# severum lip locking



## remarkosmoc (Oct 19, 2005)

I have a 150 with several sa/ca cichlids. Among these are 4 severums. The tank as a whole is very peaceable. I've had no aggression at all in the tank since it was set up about a year ago. Today I decided to do one of my "back burner" projects.

There had been a lot of digging going on and I was worried that my granite rockwork might topple and hit the glass. I removed all the inhabitants to a rubber maid of tank water and remove all rockwork and gravel (and water) and installed egg crate to protect the bottom of the tank. I filled the tank, added prime and got the temp to match the rubber maid and put everyone back in.

This was about a half hour ago and every 3 or 4 minutes two of the severums do a lip lock dance for 30-40 seconds. I am wondering if they decided to spawn in all the commotion or if they are just fighting out for new territories in their "new" tank.

What do you guys think?


----------



## cichlidaholic (Dec 7, 2005)

They are probably just trying to re-establish territories, since you just moved everything around.

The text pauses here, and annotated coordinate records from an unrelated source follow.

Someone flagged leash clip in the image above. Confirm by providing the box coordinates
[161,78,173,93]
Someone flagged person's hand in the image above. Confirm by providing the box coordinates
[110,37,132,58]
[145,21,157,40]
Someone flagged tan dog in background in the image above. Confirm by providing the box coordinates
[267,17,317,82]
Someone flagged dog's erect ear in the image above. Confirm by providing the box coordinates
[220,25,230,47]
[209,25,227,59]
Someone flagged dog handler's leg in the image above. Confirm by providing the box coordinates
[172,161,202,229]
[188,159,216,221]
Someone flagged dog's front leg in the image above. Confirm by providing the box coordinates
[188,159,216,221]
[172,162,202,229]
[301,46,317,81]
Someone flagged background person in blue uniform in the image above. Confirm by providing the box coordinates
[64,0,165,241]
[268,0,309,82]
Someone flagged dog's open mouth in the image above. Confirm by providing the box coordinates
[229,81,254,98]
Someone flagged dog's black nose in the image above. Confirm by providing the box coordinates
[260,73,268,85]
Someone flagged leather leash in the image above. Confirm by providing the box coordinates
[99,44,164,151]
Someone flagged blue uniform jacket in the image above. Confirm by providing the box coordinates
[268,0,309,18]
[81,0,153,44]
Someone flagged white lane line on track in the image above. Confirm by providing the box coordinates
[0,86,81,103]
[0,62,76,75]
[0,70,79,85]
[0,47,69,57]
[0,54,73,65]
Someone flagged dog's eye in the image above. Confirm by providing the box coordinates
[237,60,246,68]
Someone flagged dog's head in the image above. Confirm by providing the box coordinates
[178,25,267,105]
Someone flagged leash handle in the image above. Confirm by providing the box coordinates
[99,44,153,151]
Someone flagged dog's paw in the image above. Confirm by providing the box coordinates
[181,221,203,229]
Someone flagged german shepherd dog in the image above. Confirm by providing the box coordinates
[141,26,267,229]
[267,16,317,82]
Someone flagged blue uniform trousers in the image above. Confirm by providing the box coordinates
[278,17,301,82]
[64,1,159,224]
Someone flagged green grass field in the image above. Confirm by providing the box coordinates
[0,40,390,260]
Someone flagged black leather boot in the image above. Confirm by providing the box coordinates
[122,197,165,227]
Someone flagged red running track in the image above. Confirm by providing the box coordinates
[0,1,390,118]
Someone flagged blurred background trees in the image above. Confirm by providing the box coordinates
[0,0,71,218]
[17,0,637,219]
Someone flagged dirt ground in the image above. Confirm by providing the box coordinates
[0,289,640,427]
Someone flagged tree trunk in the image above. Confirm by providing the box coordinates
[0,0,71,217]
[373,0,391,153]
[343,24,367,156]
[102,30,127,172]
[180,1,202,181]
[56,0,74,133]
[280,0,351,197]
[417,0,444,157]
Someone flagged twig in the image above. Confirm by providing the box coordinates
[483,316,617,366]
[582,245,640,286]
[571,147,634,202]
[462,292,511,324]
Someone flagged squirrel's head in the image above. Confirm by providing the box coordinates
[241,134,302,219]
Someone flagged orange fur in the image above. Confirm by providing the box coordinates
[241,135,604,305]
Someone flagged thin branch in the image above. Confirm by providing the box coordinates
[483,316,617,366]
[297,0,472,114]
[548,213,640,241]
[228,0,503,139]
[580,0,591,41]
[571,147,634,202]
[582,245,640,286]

They should settle in soon!


----------



## remarkosmoc (Oct 19, 2005)

I watched them for about 15 minutes this morning and all seems peaceful now.


----------



## cc_woman (Jan 31, 2008)

I know some species of fish will lip lock when they are choosing mates, but since you just moved them, and stress definitely will not help them spawn, I think it is just them establishing territories as well


----------